The theory the judicial decisions in the field of unfair competition law are merely recognitions of a supernatural Something that is immanent in certain trade names and symbols is, of course, one of the numerous progeny of the theory that judges have nothing to do with making the law, but merely recognize pre-existent truths not made by mortal men. The effect of this theory, in the law of unfair competition as elsewhere, is to dull lay understanding and criticism of what courts do in fact.

What courts are actually doing, of course, in unfair competition cases, is to create and distribute a new source of economic wealth or power. Language is socially useful apart from law, as air is socially useful, but neither language nor air is a source of economic wealth unless some people are prevented from using these resources in ways that are permitted to other people. That is to say, property is a function of inequality. If courts, for instance, should prevent a man from breathing any air which had been breathed by another (within, say, a reasonable statute of limitations), those individuals who breathed most vigorously and were quickest and wisest in selecting desirable locations in which to breathe (or made the most advantageous contracts with such individuals) would, by virtue of their property right in certain volumes of air, come to exercise and enjoy a peculiar economic advantage, which might, though various modes of economic exchange, be turned into other forms of economic advantage, e.g. the ownership of newspapers or fine clothing. So, if courts prevent a man from exploiting certain forms of language which another has already begun to exploit, the second user will be at the economic disadvantage of having to pay the first user from the privilege of using similar language or else of having to use less appealing language (generally) in presenting his commodities to the public.

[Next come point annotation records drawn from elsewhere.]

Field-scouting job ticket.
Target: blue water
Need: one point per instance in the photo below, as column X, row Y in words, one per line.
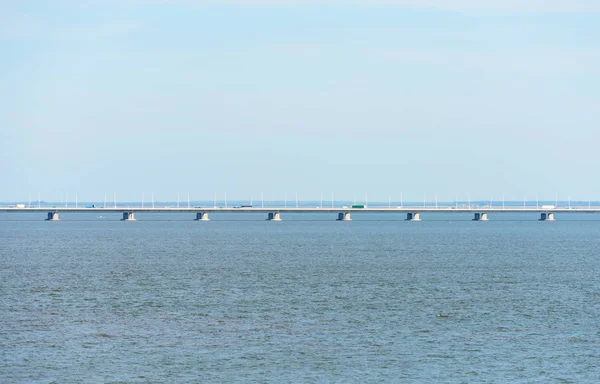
column 309, row 299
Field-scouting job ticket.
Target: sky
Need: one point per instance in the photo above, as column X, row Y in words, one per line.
column 387, row 97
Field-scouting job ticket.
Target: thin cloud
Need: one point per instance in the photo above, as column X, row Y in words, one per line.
column 456, row 5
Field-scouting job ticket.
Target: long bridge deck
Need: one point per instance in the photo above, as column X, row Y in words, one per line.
column 343, row 212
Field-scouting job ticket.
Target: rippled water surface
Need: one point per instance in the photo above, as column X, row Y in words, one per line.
column 239, row 299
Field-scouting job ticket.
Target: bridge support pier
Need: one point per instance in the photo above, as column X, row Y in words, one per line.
column 413, row 216
column 480, row 216
column 547, row 216
column 274, row 216
column 128, row 216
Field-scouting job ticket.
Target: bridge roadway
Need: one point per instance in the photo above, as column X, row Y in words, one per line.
column 343, row 212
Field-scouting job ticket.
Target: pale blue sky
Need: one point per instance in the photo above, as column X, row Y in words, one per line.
column 255, row 96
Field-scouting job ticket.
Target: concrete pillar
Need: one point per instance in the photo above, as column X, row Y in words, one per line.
column 480, row 216
column 128, row 216
column 413, row 216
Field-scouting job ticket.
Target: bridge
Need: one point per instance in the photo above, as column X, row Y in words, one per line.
column 342, row 213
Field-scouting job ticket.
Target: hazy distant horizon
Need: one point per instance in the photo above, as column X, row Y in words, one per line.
column 384, row 97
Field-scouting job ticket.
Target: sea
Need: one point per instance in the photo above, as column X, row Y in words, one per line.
column 166, row 299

Courts, then, in establishing inequality in the commercial exploitation of language are creating economic wealth and property, creating property not, of course ex nihilo, but out of the material of social fact, commercial custom, and popular moral faiths or prejudges. It does not follow, except by the fallacy of composition, that in creating new private property courts are benefiting society. Whether they are benefiting society depends upon a series of questions which courts and scholars dealing with this field of law have not seriously considered. Is there, for practical purposes, an unlimited supply of equally attractive words under which any commodity can be sold, so that the second seller of the commodity is at no commercial disadvantage if he is forced to avoid the word or words chosen by the first seller? If this is not the case, i.e. if peculiar emotional contexts give one word more sales appeal that any other word suitable for the same product, should the peculiar appeal of that word be granted by the state, without payment, to the first occupier? Is this homestead law of the English language necessary in order to induce the first occupier to use the most attractive word in selling his product? If, on the other hand, all words are originally alike in commercial potentiality, but become differentiated by advertising and other forms of commercial exploitation, in this type of business pressure a good thing, and should it be encouraged by offering legal rewards for the private exploitation of popular linguistic habits and prejudices? To what extent is differentiation of commodities by trade names a help to the consumer in buying wisely? To what extent is the exclusive power to exploit an attractive word, and to alter the quality of the things to which the word is attached, a means of deceiving consumers into purchasing inferior goods?

Without a frank facing of these and similar questions, legal reasoning on the subject of trade names is simply economic prejudice masquerading in the cloak of legal logic. The prejudice that identifies the interests of the plaintiff in unfair competition cases with the interest of business and identifies the interests of business with the interests of society, will not be critically examined by courts and legal scholars until it is recognized and formulated. It will not be recognized or formulated so long as the hypostatization of "property rights" conceals the circularity of legal reasoning.